A baseball player catching a ball can soften the impact by pulling
his hand back. Assuming that a 5-oz ball reaches his glove at
90 mi/h and that the player pulls his hand back during the impact
at an average speed of 30 ft/s over a distance of 6 in., bringing the
ball to a stop, determine the average impulsive force exerted on
the player’s hand.

2. Relevant equations

mv1 + Imp1→2 = mv2
v2 = v02 + 2a(x - x0
x = x0 + v0t + 1/2at2

3. The attempt at a solution

(o ft/s)2 = (132 ft/s)2 + 2a(6/12 ft)
a = -17421 ft/s2

(6/12 ft) = 0 ft + 132 ft/st + 1/2(-17424 ft/s2)t2
t = 0.007575s

0.3125 lbs (132 ft/s) + F(0.007575s) = 0.3125 lbs (0 ft/s)
F = 54446 lbs

The answer is wayyyy less as it should be..
76.9 lbs

I just can't figure out how to get there..

2. Feb 29, 2012

### Staff: Mentor

This is a quadratic; not correctly solved.

3. Feb 29, 2012

### jaredogden

oh sorry

0 = -8712 ft/s2t2 + (135 ft/s)t + 0.5 ft

t = [-(135 ft/s) + sqrt((135 ft/s)2) - (4*(-8712 ft/s2)*(0.5 ft))]/(2*(-8712 ft/s2))

t = -0.003088 s

t = [-(135 ft/s) - sqrt((135 ft/s)2) - (4*(-8712 ft/s2)*(0.5 ft))]/(2*(-8712 ft/s2))

t = 0.0185841 s

mv1 + Imp1→2 = mv2
0.3125 lbs (132 ft/s) + F(0.0185841 s) = 0.3125 lbs (0 ft/s)
F = 2219.639
F = 2220 lbs

I'm still getting the wrong answer.

4. Feb 29, 2012

### Staff: Mentor

I believe one of these terms has the wrong sign.

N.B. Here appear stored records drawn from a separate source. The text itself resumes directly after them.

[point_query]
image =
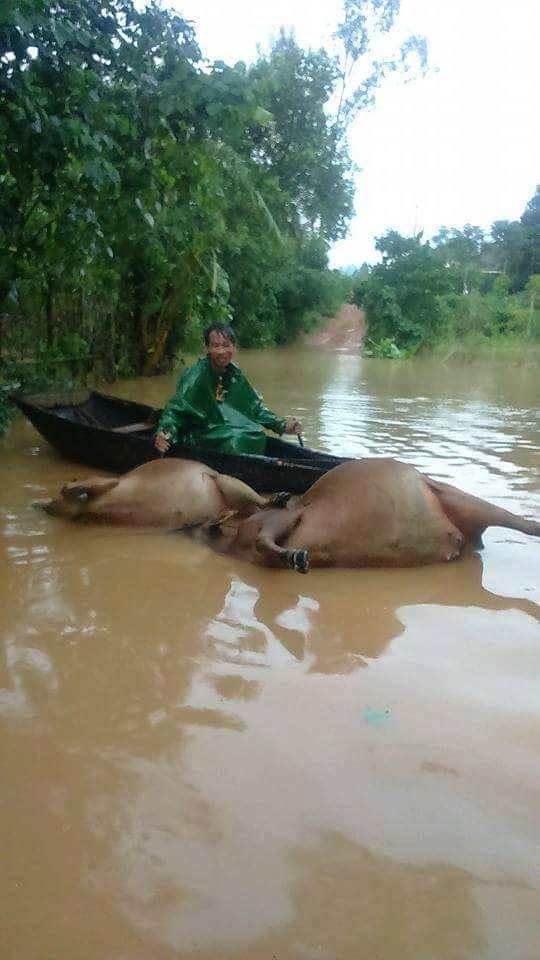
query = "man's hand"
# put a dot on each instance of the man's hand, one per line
(162, 441)
(293, 425)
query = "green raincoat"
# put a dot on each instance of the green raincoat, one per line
(218, 411)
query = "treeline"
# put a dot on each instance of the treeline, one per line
(146, 192)
(461, 287)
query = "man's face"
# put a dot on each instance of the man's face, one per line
(220, 351)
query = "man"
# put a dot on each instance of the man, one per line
(216, 407)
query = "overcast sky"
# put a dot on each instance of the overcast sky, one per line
(458, 146)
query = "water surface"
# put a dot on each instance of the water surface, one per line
(206, 760)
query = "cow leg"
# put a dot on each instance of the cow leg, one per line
(238, 496)
(276, 527)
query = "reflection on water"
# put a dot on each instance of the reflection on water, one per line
(185, 738)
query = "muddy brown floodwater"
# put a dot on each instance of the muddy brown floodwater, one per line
(201, 759)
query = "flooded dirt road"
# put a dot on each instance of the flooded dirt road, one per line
(206, 760)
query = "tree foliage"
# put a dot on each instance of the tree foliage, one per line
(461, 283)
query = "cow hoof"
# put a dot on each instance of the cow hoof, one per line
(281, 499)
(298, 560)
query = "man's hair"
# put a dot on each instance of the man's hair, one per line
(223, 328)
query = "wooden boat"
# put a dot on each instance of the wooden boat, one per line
(101, 431)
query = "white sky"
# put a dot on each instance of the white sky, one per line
(459, 146)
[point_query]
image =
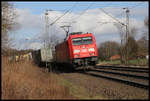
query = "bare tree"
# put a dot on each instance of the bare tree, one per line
(108, 49)
(8, 22)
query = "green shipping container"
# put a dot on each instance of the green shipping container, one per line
(46, 55)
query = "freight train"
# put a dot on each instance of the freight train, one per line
(79, 49)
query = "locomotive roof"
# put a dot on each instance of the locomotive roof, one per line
(78, 33)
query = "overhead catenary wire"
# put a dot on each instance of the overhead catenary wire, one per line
(112, 17)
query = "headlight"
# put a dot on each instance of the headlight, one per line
(91, 49)
(76, 51)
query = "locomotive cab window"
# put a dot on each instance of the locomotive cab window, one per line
(82, 41)
(87, 40)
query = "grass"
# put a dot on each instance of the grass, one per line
(78, 91)
(23, 80)
(140, 62)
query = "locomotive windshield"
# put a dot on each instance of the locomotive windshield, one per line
(83, 40)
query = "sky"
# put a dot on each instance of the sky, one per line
(87, 17)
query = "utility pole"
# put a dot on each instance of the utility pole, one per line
(66, 30)
(46, 34)
(127, 34)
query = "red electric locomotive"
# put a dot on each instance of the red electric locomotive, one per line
(78, 50)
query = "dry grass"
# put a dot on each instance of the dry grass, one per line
(23, 80)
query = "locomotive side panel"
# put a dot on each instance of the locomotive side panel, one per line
(62, 53)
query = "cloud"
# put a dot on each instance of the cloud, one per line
(90, 21)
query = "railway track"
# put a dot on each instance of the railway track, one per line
(128, 69)
(123, 75)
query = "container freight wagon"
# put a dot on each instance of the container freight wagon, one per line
(43, 56)
(78, 50)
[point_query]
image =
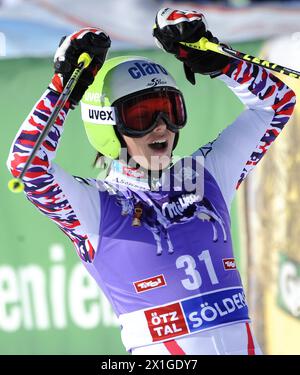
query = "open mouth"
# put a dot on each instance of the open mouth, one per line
(160, 145)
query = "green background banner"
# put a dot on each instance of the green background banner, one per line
(48, 303)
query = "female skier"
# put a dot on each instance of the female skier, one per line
(155, 232)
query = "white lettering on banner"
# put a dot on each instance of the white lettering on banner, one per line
(34, 298)
(10, 312)
(209, 313)
(98, 115)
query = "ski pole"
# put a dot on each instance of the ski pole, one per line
(204, 44)
(16, 185)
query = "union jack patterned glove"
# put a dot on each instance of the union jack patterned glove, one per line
(91, 40)
(174, 26)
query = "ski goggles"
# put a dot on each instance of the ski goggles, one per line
(138, 114)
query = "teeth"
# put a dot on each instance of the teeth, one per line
(159, 141)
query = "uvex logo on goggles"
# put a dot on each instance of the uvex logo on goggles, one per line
(98, 115)
(139, 70)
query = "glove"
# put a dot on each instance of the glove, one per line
(91, 40)
(174, 26)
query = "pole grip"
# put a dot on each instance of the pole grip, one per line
(84, 59)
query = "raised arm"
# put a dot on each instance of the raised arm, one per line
(269, 102)
(237, 150)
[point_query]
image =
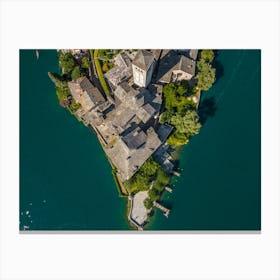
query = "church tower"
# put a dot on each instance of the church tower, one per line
(143, 67)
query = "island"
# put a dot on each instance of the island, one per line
(142, 105)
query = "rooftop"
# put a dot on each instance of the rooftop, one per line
(172, 62)
(85, 93)
(143, 59)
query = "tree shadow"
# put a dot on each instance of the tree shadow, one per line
(218, 66)
(207, 108)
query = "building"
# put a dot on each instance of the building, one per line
(143, 67)
(174, 67)
(84, 93)
(121, 71)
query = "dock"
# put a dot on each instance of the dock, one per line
(162, 208)
(168, 189)
(176, 173)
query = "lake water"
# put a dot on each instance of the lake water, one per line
(66, 181)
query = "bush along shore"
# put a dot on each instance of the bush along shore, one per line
(71, 68)
(181, 103)
(180, 110)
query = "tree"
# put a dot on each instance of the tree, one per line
(76, 73)
(205, 76)
(153, 194)
(85, 62)
(176, 96)
(57, 80)
(207, 55)
(149, 168)
(67, 62)
(148, 203)
(142, 182)
(187, 124)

It is always helpful, when you know the correct answer, to provide it so others know their working is right.

5. Mar 1, 2012

### jaredogden

Oh I put = + 0.5 ft.. in my calculator I did -0.5 ft

the answer for t is still the same.

I'm obviously missing something in my approach..

6. Mar 1, 2012

### Staff: Mentor

I've almost forgotten how to work in imperial measures.
Isn't there a factor of 32.2 because F is in poundals https://www.physicsforums.com/images/icons/icon5.gif [Broken]

Last edited by a moderator: May 5, 2017
7. Mar 1, 2012

### jaredogden

Ah of course... I'm so stupid. Yeah there is, mass in English units is in slugs not lbs. I should be dividing .3125 lbs by 32.2 ft/s2

I'm closer... but still off by about 6.4 lbs.. I must be forgetting something..

mv1 + Imp1→2 = mv2
(0.3125 lbs/(32.2 ft/s2)) (132 ft/s) + F(0.0185841 s) = 0.3125 lbs (0 ft/s)
F = 70.499 lbs
F = 70.5 lbs

This is frustrating, I feel like an idiot.

8. Mar 1, 2012

### jaredogden

I just realized in the second time I did the quadratic formula I was using 135 ft/s instead of 132 ft/s.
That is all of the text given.